# Cross-Validation and Hyperparameter Tuning

In the previous notebooks, we saw two approaches to tune hyperparameters: via grid-search and randomized-search.

In this notebook, we will show how to combine such hyperparameters search with a cross-validation.

## Our Predictive Model

Same routine as before.

In [2]:
import pandas as pd
from sklearn import set_config

set_config(display="diagram")

In [5]:
df = pd.read_csv('data/adult-census.csv')
target = df['class']
data = df.drop(columns=['class', 'education-num', 'fnlwgt'])

We will create the same predictive pipeline as seen in the grid-search section

In [7]:
from sklearn.compose import ColumnTransformer
from sklearn.preprocessing import OrdinalEncoder
from sklearn.compose import make_column_selector as selector

In [8]:
categorical_columns_selector = selector(dtype_include=object)
categorical_columns = categorical_columns_selector(data)

categorical_preprocessor = OrdinalEncoder(handle_unknown="use_encoded_value",
                                          unknown_value=-1)
preprocessor = ColumnTransformer([
    ('cat-preprocessor', categorical_preprocessor, categorical_columns)],
    remainder='passthrough', sparse_threshold=0)

In [9]:
from sklearn.experimental import enable_hist_gradient_boosting
from sklearn.ensemble import HistGradientBoostingClassifier
from sklearn.pipeline import Pipeline

In [10]:
model = Pipeline([
    ("preprocessor", preprocessor),
    ("classifier",
     HistGradientBoostingClassifier(random_state=42, max_leaf_nodes=4))])
model

## Include a Hyperparameter Search Withing a Cross-Validation

As mentioned earlier, using a single train-test split during the grid-search doesn't give any information regarding the different sources of variations: variations in terms of test score or hyperparameters values.
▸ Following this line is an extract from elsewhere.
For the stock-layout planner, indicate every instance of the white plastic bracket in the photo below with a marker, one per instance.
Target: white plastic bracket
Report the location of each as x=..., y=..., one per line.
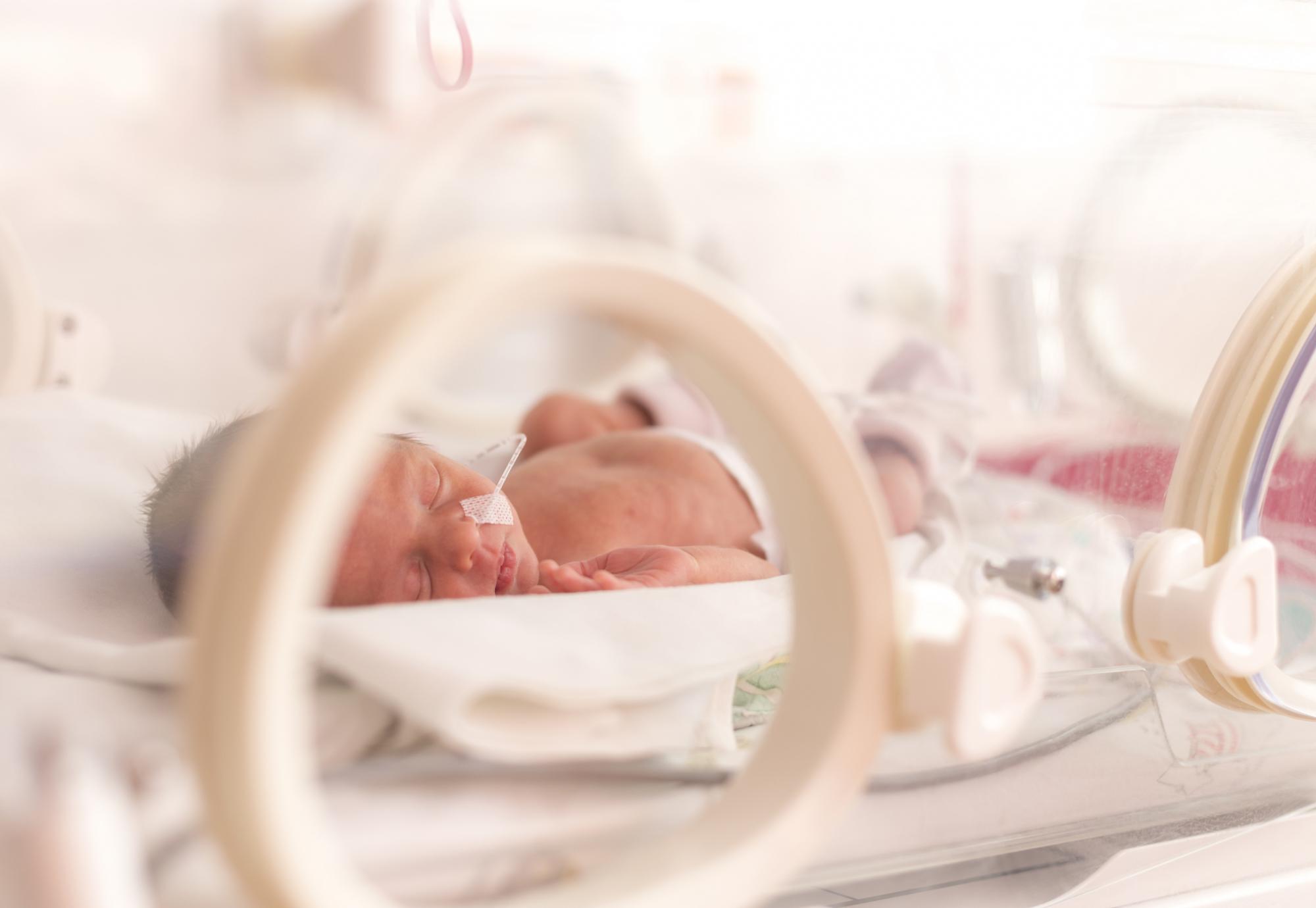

To get reliable information, the hyperparameters search need to be nested within a cross-validation.  
To limit the computational cost, we affect `cv` to a low integer. In practice, the number of fold should be much higher.

In [11]:
from sklearn.model_selection import cross_validate
from sklearn.model_selection import GridSearchCV

param_grid = {
    'classifier__learning_rate': (0.05, 0.1),
    'classifier__max_leaf_nodes': (30, 40)}
model_grid_search = GridSearchCV(model, param_grid=param_grid,
                                 n_jobs=2, cv=2)

cv_results = cross_validate(
    model_grid_search, data, target, cv=3, return_estimator=True)

Running the above cross-validation will give us an estimate of the testing score.

In [12]:
scores = cv_results["test_score"]
print(f"Accuracy score by cross-validation combined with hyperparameters "
      f"search:\n{scores.mean():.3f} +/- {scores.std():.3f}")

Accuracy score by cross-validation combined with hyperparameters search:
0.872 +/- 0.002


The hyperparameters on each fold are potentially different since we nested the grid-search in the cross-validation. Thus, checking the variation of the hyperparameters across folds should also be analyzed:

In [13]:
for fold_idx, estimator in enumerate(cv_results["estimator"]):
    print(f"Best parameter found on fold #{fold_idx + 1}")
    print(f"{estimator.best_params_}")

Best parameter found on fold #1
{'classifier__learning_rate': 0.1, 'classifier__max_leaf_nodes': 40}
Best parameter found on fold #2
{'classifier__learning_rate': 0.1, 'classifier__max_leaf_nodes': 30}
Best parameter found on fold #3
{'classifier__learning_rate': 0.05, 'classifier__max_leaf_nodes': 30}